Manufacturing jobs will continue to play an outsized role in the local and state economies, Upjohn Institute President Michael Horrigan said to open the Dec. 13 Upjohn Community Breakfast meeting in Kalamazoo. Manufacturing employs a greater share of workers in Michigan than the nation at large, and southwest Michigan’s share is greater still.
“Some manufacturing sectors have employment concentrations more than double the national average,” Horrigan said. That’s good news for southwest Michigan workers, as manufacturing pays better than other sectors. “The long-run challenge facing all sectors, including manufacturing, is the potential labor shortages that will accompany the declining size of the labor force as the baby boom generation retires,” he said.
The event focused on the future of manufacturing, with featured speakers Chad Moutray of the National Association of Manufacturers, Rob McFarlan of Pfizer, and Blake Moret of Rockwell Automation.
Manufacturers cite attracting a quality workforce as their top concern, said Moutray, chief economist at the National Association of Manufacturers. Part of that is convincing workers to enter the field.
“Perception is a large challenge for manufacturers,” Moutray said. “People don’t want to do it. We’ve worked to change that perception, to show how cool manufacturing is.”
Efforts to attract workers will get a boost from recent federal legislation, he said, noting that manufacturing construction spending increased dramatically following the CHIPS and Science Act and the Inflation Reduction Act.
Those investments have caused businesses to turn their attention from offshoring jobs to reshoring them, Moutray said. “When companies are looking at global resilience, more are looking at the U.S. differently than they were.”

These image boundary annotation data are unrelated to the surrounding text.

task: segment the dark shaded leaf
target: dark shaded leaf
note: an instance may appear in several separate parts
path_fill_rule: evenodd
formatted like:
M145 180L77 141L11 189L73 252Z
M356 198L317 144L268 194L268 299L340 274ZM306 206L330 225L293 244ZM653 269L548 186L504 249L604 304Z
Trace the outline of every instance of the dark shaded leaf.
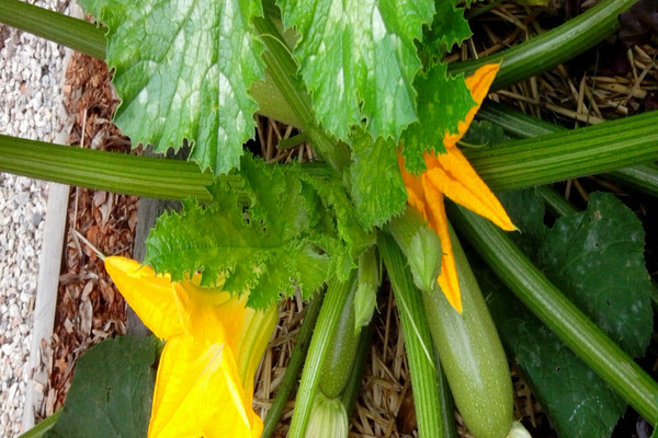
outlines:
M155 336L105 339L76 364L64 412L47 437L146 437L156 381Z

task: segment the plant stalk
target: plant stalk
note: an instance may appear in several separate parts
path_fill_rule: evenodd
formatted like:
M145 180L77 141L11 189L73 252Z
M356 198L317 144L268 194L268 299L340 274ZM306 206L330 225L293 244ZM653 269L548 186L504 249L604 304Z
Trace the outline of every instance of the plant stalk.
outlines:
M299 380L295 412L288 430L291 437L303 437L306 433L314 396L319 391L320 370L325 357L331 349L330 343L334 337L336 327L341 318L344 302L350 297L354 279L355 269L352 270L348 281L334 280L327 288Z
M487 64L501 62L491 91L540 74L595 46L619 27L617 16L636 0L603 0L587 12L525 43L476 60L453 62L452 74L473 74Z
M499 125L506 132L521 138L540 137L565 132L568 129L544 122L501 104L488 103L477 113L477 117ZM631 187L658 197L658 165L655 163L633 164L608 173L612 178Z
M591 175L658 159L658 112L464 153L492 191Z
M270 438L274 433L274 429L276 429L276 425L281 418L281 415L283 414L285 404L291 397L293 389L297 384L299 370L302 369L302 365L304 365L306 351L308 351L310 336L313 335L313 330L318 319L318 314L320 313L324 297L325 291L318 292L314 298L311 298L310 302L305 309L304 320L302 321L302 326L299 327L299 332L295 337L295 346L293 347L291 359L285 368L285 374L283 376L281 384L279 385L279 390L276 390L276 395L274 396L272 406L270 407L270 411L263 420L262 438Z
M510 290L649 423L658 423L658 383L571 303L514 242L488 220L454 205L455 223Z
M407 262L395 240L386 233L381 233L377 246L398 303L418 417L418 435L420 437L443 437L444 426L441 415L443 408L440 395L441 365L434 360L432 337L420 291L413 286Z

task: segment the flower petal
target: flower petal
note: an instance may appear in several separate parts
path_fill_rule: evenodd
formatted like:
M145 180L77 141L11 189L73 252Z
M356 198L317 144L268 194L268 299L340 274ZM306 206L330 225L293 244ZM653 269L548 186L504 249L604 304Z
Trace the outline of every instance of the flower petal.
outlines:
M246 307L248 295L238 298L191 281L174 283L173 290L185 333L206 344L226 339L232 351L238 350L245 313L253 312Z
M431 211L430 227L441 239L441 273L436 280L441 291L457 312L462 313L462 289L457 277L457 266L452 251L452 241L447 231L447 218L445 217L445 205L443 194L434 187L427 174L422 175L426 197Z
M105 258L105 269L139 319L161 339L183 332L171 280L125 257Z
M446 153L438 157L428 155L426 162L428 171L423 175L427 175L431 186L503 230L517 229L496 195L460 149L447 149Z
M251 401L227 344L174 336L158 367L148 437L252 438L262 425Z

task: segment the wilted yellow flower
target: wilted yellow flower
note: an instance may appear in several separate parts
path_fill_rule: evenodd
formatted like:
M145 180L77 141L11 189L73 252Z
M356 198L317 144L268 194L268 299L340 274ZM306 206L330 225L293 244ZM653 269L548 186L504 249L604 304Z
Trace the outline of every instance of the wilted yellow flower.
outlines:
M514 224L485 182L477 175L468 160L457 148L498 72L498 65L480 67L472 77L466 78L466 87L470 91L476 105L470 108L466 118L458 123L457 134L445 132L443 145L445 153L426 152L427 170L420 175L412 175L405 170L400 158L400 171L407 186L408 201L415 207L441 239L441 274L438 281L450 303L462 312L462 298L457 269L453 257L452 244L447 232L447 219L443 196L491 220L507 231L515 230Z
M123 257L105 268L141 321L167 344L158 366L149 438L260 437L253 378L276 307L248 308L247 293L171 281Z

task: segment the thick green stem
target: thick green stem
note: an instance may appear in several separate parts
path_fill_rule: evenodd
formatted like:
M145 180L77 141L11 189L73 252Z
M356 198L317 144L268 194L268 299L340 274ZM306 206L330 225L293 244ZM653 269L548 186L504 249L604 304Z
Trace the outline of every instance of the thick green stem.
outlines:
M449 208L453 223L510 290L642 416L656 425L658 383L576 308L503 231L461 207Z
M578 212L578 209L574 207L567 199L564 198L559 193L555 192L548 186L540 186L536 188L537 194L544 198L546 207L555 216L572 215Z
M510 141L500 148L469 150L466 154L494 191L542 185L658 159L656 125L658 112L646 113L598 126ZM105 168L105 163L110 168ZM150 166L157 170L143 171ZM321 170L321 164L316 166ZM164 169L170 173L161 173ZM0 171L166 199L189 196L207 199L205 186L212 183L212 176L201 174L192 163L7 136L0 136Z
M381 233L377 245L398 303L418 417L418 435L427 438L443 437L439 391L442 381L438 372L440 365L434 360L432 337L420 291L413 287L411 273L395 240Z
M499 125L506 132L522 138L567 131L567 128L559 125L495 103L484 105L477 113L477 117ZM654 163L633 164L610 172L609 175L642 192L658 196L658 165Z
M354 286L355 274L354 269L348 281L332 281L327 289L299 380L295 412L288 430L291 437L303 437L306 431L314 397L322 378L320 370L332 347L330 344L334 338L336 326Z
M0 172L160 199L209 200L213 176L194 163L0 135Z
M370 356L374 331L375 324L373 324L372 321L361 330L359 345L356 346L356 356L354 357L354 367L352 368L350 379L345 384L345 390L340 397L342 404L345 406L348 416L351 415L351 412L356 404L356 397L363 391L362 379L363 373L365 372L366 360Z
M310 336L313 335L313 330L316 325L318 314L320 313L324 297L325 292L319 292L310 300L304 311L304 320L302 321L302 326L299 327L299 332L295 337L295 346L293 347L291 359L285 368L285 374L283 376L281 384L279 385L279 390L276 391L276 395L272 402L272 407L270 407L270 411L268 412L268 415L263 422L262 438L270 438L270 436L272 436L274 433L274 429L276 429L276 424L283 414L285 404L287 403L288 399L291 397L291 393L297 384L299 370L302 369L302 365L306 358L306 351L308 351Z
M0 1L0 23L105 59L105 34L92 23L20 0Z
M599 44L619 27L617 15L636 0L603 0L592 9L546 33L507 50L470 61L454 62L447 70L472 74L486 64L502 62L491 90L540 74Z
M658 112L465 151L494 191L591 175L658 159Z
M350 162L345 145L331 139L316 123L310 99L297 79L297 65L291 56L291 48L279 27L269 19L253 20L257 32L266 46L263 60L268 74L281 92L287 106L292 108L299 126L308 135L318 153L333 169L341 171Z

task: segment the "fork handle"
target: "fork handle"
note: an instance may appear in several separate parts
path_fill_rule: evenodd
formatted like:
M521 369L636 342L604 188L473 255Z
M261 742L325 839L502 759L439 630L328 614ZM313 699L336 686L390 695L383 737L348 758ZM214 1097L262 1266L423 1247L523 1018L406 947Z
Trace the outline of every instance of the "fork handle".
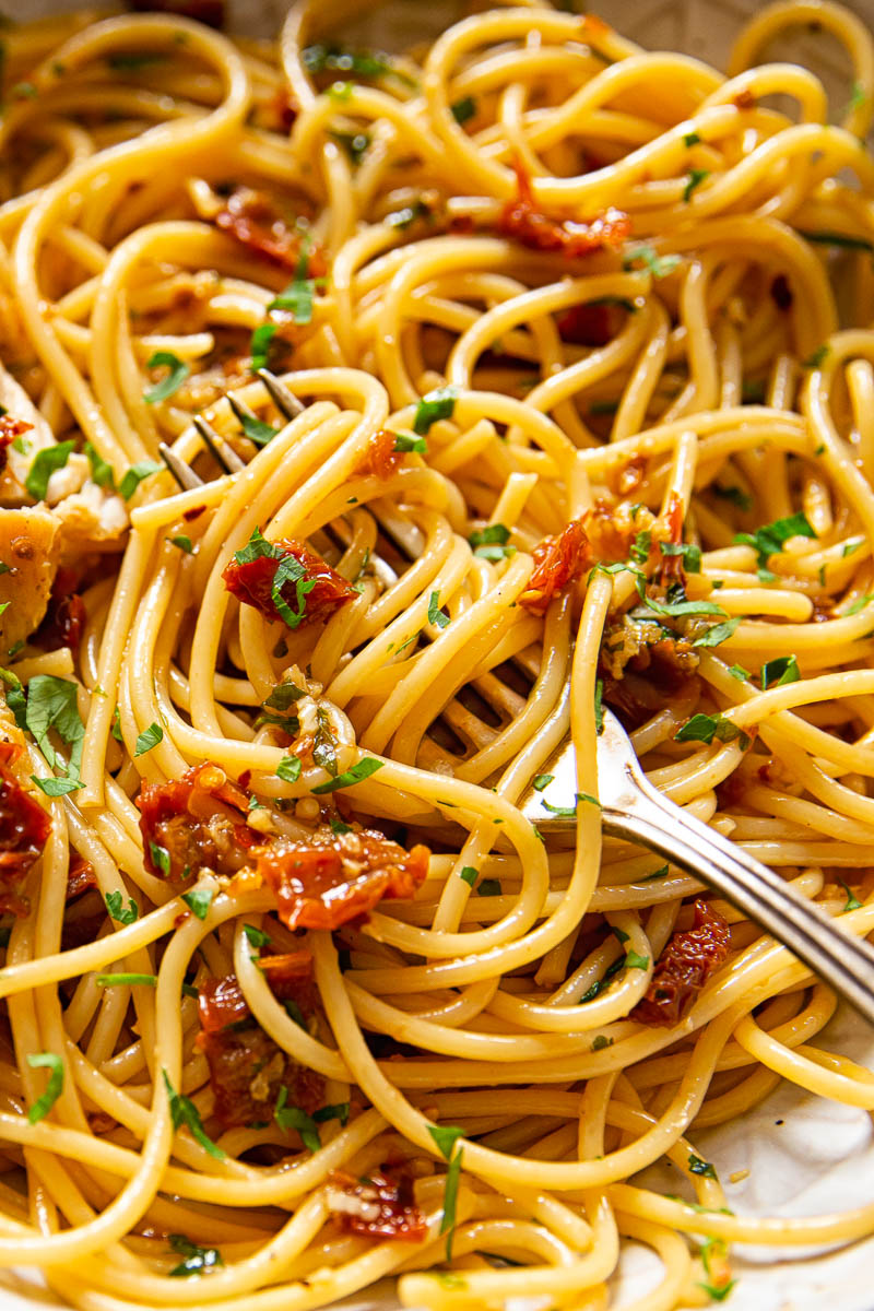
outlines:
M701 878L874 1024L874 947L845 933L778 874L674 805L637 771L626 773L633 788L622 810L604 808L605 831L642 843Z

As modern manufacturing becomes more sophisticated, it relies increasingly on automation, said Moret, chairman and CEO of Rockwell Automation. There’s resistance, however, until business executives become comfortable with swift advances in technology.
“The biggest challenge for the rapid adoption of the technology is the need to simplify,” Moret said. “Reducing that complexity is the fundamental issue.”
Local governments can also help manufacturers, Moret said in response to a question from Kalamazoo Mayor David Anderson, by fostering low-crime neighborhoods and providing favorable economic conditions.
Pfizer’s McFarlan, senior manager of automation for the company’s Modular Aseptic Processing plant, focused on the importance of education and training programs in keeping the workforce nimble as processes change. “Look at how technology has evolved over the last 20 years,” he said. “It’s been phenomenal.
“We’ll continue to put in more technology,” McFarlan said. “The better the workforce can adapt to the technology coming in, the better off they’ll be.”